Jeremy Lin Secures Rights To Catch Phrase ‘Linsanity’

"Linsanity" is Jeremy Lin's to profit from.

Just two games into a month of a remarkable ascent to everyday-talked-about status, a California businessman named Yenchin Chang sought to trademark the term ‘Linsanity,” which was coined to capture the crazy ballyhoo around the New York Knicks guards sudden emergence in February.

Chang had the right idea. For a while there, Lin was all the rage — until his play leveled off as teams began to scheme against him, and then a knee injury felled him for the season.

“I just wanted to be a part of the excitement,” Chang proclaimed as his reason for the filing.

Well, he can still be part of the excitement — if there is more to come — but he will not benefit from “Linsanity,” as the U.S. Patent and Tradmark Office registered the term for Lin, according to Newsday. So, if there is money to be made off of the hoopla surrounding his play and usage of “Linsanity,” Lin will receive it.

Lin, who went from undrafted Harvard graduate to starting for one of the NBA’s storied franchises, filed to trademark the term on Feb. 13, which was  six days after Chung filed. Chung was somewhat of a visionary: Lin had only played two games at that point.
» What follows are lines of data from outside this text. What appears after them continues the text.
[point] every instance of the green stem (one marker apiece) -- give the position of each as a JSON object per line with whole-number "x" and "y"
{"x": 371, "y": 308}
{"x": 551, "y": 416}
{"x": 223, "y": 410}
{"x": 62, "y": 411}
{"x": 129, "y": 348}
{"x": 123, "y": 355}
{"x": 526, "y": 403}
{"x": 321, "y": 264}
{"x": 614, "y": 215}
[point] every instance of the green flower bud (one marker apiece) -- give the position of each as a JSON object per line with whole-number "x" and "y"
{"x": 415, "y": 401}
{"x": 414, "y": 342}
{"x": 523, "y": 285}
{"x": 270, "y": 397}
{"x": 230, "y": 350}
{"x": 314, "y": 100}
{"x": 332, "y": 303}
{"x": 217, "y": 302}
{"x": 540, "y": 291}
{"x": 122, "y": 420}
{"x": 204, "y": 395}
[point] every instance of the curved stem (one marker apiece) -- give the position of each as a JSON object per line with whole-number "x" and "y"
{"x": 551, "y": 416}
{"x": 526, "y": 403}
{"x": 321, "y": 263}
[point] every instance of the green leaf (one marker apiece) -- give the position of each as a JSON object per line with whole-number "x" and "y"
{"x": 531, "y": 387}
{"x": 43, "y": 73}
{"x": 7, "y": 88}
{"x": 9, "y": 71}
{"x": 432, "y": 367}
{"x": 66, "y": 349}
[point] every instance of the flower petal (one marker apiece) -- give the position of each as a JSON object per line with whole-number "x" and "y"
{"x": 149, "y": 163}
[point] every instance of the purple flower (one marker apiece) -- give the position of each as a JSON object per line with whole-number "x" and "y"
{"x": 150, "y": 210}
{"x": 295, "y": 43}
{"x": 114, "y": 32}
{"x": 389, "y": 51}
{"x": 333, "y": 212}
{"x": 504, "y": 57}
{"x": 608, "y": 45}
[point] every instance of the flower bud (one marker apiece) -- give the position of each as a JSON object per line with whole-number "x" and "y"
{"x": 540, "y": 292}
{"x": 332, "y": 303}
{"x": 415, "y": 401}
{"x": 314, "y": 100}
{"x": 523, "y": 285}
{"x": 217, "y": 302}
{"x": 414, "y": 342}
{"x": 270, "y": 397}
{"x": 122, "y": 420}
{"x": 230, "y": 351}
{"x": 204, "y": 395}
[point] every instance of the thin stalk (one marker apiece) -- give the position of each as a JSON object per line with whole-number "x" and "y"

But the patent office did not allow Chang to benefit off a phrase he did not create about a player he had no connection.

Whether Lin remains with the Knicks is a serious question. He and other players await an arbitrator’s decision on whether New York can exceed the salary cap to re-sign him. If not, it stands to reason he could go elsewhere, with the Toronto Raptors as a distinct possibility.